In the context of an action alleging unlawful means conspiracy, the High Court dismissed the claimants' application for a Norwich Pharmacal order (NPO) to compel a Liechtenstein financial services company to provide information identifying the individuals behind a payment which was alleged to form part of the conspiracy. Although the court found that it was otherwise an appropriate case for an NPO, it refused to make the order on the basis that providing the information would expose the foreign company to the risk of criminal liability under Liechtenstein law, as well as the fact that the NPO would not be readily enforceable in Liechtenstein given the absence of any treaty or other mechanism for the enforcement of English court orders: Magomedov v Kuzovkov [2024] EWHC 2527 (Comm).
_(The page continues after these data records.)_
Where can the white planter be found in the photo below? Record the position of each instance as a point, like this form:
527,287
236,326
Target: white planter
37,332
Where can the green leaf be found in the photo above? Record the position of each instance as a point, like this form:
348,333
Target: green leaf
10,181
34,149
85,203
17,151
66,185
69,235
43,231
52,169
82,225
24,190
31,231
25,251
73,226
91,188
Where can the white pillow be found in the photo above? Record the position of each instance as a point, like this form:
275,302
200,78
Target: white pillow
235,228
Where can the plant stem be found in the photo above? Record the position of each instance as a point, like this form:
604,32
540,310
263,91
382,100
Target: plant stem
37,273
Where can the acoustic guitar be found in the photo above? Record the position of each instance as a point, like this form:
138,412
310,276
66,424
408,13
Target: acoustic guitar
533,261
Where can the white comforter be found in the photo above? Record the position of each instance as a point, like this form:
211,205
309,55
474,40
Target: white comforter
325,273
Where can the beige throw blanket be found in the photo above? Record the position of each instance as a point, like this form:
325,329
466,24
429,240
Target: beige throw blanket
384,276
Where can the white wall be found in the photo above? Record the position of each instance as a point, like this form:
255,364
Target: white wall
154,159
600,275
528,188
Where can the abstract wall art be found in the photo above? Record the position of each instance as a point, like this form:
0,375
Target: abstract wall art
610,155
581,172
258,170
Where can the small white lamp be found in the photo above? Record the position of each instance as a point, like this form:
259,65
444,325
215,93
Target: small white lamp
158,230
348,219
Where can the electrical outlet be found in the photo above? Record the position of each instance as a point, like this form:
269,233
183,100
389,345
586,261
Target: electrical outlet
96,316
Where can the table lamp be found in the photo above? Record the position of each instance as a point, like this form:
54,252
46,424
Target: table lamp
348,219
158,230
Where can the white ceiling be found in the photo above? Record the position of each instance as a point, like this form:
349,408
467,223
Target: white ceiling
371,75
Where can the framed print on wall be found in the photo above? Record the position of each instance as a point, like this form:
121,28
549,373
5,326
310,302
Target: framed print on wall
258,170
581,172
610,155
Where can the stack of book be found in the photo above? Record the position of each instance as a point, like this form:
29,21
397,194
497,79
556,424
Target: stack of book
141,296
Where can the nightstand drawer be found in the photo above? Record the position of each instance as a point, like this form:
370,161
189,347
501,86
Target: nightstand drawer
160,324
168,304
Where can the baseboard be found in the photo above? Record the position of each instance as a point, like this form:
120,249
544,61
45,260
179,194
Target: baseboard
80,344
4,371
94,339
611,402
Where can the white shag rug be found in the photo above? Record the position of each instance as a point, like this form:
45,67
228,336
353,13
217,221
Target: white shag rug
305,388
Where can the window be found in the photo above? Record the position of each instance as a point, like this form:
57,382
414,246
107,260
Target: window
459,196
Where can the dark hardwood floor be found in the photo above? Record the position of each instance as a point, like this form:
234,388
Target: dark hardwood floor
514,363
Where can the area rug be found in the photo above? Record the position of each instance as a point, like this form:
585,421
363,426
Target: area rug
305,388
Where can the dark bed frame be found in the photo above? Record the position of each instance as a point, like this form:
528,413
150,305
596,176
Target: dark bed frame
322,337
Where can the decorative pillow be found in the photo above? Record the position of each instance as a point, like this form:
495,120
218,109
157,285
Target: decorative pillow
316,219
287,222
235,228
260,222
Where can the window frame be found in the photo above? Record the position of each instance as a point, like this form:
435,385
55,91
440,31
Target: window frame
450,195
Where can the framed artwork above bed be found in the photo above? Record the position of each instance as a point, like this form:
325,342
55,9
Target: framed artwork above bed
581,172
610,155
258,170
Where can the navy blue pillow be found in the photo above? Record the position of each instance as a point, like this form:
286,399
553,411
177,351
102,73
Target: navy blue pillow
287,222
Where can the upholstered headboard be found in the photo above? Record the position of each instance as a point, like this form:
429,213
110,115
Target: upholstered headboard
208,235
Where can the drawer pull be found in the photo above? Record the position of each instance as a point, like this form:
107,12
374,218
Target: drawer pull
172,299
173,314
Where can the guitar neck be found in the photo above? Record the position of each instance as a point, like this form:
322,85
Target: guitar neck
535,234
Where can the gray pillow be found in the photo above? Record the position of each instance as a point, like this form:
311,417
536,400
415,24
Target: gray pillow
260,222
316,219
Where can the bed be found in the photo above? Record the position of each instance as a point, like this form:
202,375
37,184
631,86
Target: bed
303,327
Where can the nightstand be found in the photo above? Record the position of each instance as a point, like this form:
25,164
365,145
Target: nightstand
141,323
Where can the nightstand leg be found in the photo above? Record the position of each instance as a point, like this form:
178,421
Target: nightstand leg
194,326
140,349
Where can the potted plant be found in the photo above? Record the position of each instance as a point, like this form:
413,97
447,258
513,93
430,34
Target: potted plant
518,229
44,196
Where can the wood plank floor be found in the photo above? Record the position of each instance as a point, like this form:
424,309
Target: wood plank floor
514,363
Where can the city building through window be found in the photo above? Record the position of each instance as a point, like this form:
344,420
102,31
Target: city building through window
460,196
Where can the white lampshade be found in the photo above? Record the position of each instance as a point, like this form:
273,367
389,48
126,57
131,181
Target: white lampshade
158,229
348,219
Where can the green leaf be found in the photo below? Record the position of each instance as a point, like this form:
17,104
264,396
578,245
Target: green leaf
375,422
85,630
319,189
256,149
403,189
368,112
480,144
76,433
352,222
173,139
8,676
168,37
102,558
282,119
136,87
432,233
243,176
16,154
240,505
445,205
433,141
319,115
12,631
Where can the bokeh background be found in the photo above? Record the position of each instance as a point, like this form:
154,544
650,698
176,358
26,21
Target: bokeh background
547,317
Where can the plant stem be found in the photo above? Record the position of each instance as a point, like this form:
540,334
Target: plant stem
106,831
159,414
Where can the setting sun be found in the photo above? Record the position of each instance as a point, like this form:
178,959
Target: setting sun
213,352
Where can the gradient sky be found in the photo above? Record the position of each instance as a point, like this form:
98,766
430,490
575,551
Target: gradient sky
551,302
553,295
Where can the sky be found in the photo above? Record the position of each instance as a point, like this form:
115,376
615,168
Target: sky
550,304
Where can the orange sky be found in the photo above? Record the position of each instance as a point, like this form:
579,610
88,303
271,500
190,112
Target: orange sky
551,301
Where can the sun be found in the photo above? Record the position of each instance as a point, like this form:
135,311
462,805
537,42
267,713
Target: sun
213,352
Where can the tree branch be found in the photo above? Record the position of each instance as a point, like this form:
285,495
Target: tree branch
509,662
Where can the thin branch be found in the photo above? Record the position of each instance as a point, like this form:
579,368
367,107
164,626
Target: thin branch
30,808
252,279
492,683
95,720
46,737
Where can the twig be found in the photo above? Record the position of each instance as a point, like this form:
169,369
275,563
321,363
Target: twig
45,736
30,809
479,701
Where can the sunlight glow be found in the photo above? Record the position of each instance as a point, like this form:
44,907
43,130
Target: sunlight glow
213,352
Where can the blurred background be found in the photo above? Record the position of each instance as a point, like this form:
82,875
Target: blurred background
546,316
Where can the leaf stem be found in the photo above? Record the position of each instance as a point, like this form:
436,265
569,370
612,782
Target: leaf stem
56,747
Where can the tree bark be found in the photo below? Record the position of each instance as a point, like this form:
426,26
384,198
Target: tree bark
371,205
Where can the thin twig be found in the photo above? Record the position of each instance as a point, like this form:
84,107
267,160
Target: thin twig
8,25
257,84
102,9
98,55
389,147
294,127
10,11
As previously reported, it is now easier to obtain permission to serve an NPO application out of the jurisdiction, since the introduction of a specific jurisdictional gateway for such applications (and similar Bankers Trust Order applications) in 2022. However, as this case illustrates, there are still challenges to securing such orders against foreign parties where there is evidence that the required disclosure would breach a foreign law.
This can be contrasted with the position where an existing party to English litigation resists providing disclosure in the proceedings on the grounds of potential liability under a foreign law. As discussed in this blog post, the court adopts a stricter approach in such cases, including considering whether there is a real risk of prosecution in the foreign jurisdiction.